In recent months, two constables have separately complained about discrimination and racism within the service; a senior officer has been charged in connection with a multimillion-dollar fraud; and several citizens have alleged incidents of police brutality.

Also recently, two former officers bypassed the police commission with their complaints and took them to Alberta’s solicitor general.

One complaint alleges that an officer arrived impaired to the scene of a fatal accident and other officers were ordered by senior brass not to act.

Another letter, sent this week, demands an outside agency investigate the chief of police for not ordering an investigation into an alleged fraud involving Employment Insurance.

Police commission chairwoman Sandy Durrant recently faced calls for her resignation for not acting on the complaint about the alleged drunk-driving incident. That complaint is now the subject of an investigation by the RCMP.

The commission is accused of being a puppet of the department, and critics — including the website’s authors — say it isn’t properly doing its job.

“We are aware of too many members that have ‘been there, done that’ only to be shut down by the police commission in conjunction with the chief of police and/or direct subordinates,” the Standfirm Team said.

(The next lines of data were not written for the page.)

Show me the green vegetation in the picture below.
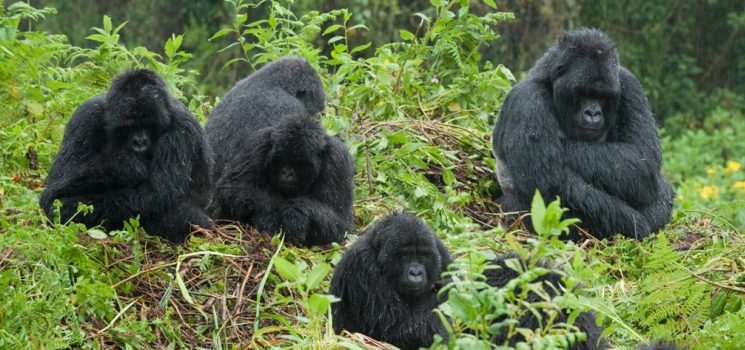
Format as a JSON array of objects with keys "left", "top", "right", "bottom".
[{"left": 1, "top": 1, "right": 743, "bottom": 349}]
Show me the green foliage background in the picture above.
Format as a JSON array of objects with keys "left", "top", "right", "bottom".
[{"left": 0, "top": 0, "right": 744, "bottom": 349}]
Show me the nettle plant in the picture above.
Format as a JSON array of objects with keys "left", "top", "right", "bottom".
[
  {"left": 214, "top": 0, "right": 515, "bottom": 232},
  {"left": 434, "top": 192, "right": 619, "bottom": 349}
]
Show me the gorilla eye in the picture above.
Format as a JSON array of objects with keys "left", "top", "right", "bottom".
[
  {"left": 296, "top": 89, "right": 307, "bottom": 99},
  {"left": 555, "top": 64, "right": 567, "bottom": 76}
]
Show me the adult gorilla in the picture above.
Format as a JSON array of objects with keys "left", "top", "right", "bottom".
[
  {"left": 40, "top": 69, "right": 211, "bottom": 242},
  {"left": 207, "top": 57, "right": 354, "bottom": 246},
  {"left": 329, "top": 213, "right": 452, "bottom": 349},
  {"left": 492, "top": 28, "right": 674, "bottom": 240},
  {"left": 206, "top": 56, "right": 326, "bottom": 181}
]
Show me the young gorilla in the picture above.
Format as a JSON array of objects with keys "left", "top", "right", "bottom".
[
  {"left": 492, "top": 28, "right": 674, "bottom": 240},
  {"left": 40, "top": 69, "right": 212, "bottom": 242},
  {"left": 207, "top": 57, "right": 354, "bottom": 246},
  {"left": 329, "top": 213, "right": 452, "bottom": 350},
  {"left": 486, "top": 254, "right": 607, "bottom": 350}
]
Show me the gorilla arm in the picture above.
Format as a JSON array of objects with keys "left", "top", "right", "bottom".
[
  {"left": 211, "top": 132, "right": 283, "bottom": 232},
  {"left": 561, "top": 68, "right": 662, "bottom": 207},
  {"left": 288, "top": 138, "right": 354, "bottom": 245},
  {"left": 495, "top": 81, "right": 652, "bottom": 238}
]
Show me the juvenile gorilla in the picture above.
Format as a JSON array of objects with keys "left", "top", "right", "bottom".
[
  {"left": 329, "top": 213, "right": 452, "bottom": 350},
  {"left": 206, "top": 56, "right": 326, "bottom": 181},
  {"left": 207, "top": 57, "right": 353, "bottom": 246},
  {"left": 485, "top": 254, "right": 607, "bottom": 349},
  {"left": 40, "top": 69, "right": 212, "bottom": 242},
  {"left": 492, "top": 28, "right": 674, "bottom": 239}
]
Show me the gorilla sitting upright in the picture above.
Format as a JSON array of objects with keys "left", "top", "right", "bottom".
[
  {"left": 329, "top": 213, "right": 452, "bottom": 350},
  {"left": 40, "top": 69, "right": 212, "bottom": 242},
  {"left": 207, "top": 57, "right": 354, "bottom": 246},
  {"left": 492, "top": 28, "right": 674, "bottom": 240}
]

“There is no integrity in the process. In theory (the complaint process) should work, in practice it fails horribly.”

Durrant could not be reached for comment Friday.

An outside observer and former police officer who has been following the internal struggle within the Calgary Police Service called the site’s creation “remarkable.”

Leo Knight, senior vice-president of Paladin Security and online columnist at Prime Time Crime, said he’s never seen such an overt effort to topple a chief.

The website, he said, is the latest indication of serious problems within the department.

“There’s almost an internal mutiny going on,” Knight, who recently highlighted the Calgary Police Service’s problems in a column, said in an interview from Vancouver.

“The policing world tends to be very secretive and very much about not airing your dirty laundry in public. To be that overt and public about it signals a bit of desperation.”

Knight said he has received information from Calgary police officers about internal problems.   

He said Beaton should be working toward addressing those issues rather than starting a witch hunt.

“The chief has allowed this situation to fester,” said Knight. “Despite all of the warning signs and red flags being brought up along the way, it has continued."

“It seems to me, at some level, that department is out of control.”

A spokesman for the union representing Calgary’s rank-and-file cops — which is also targeted by the site’s authors — said it neither endorses nor supports the website.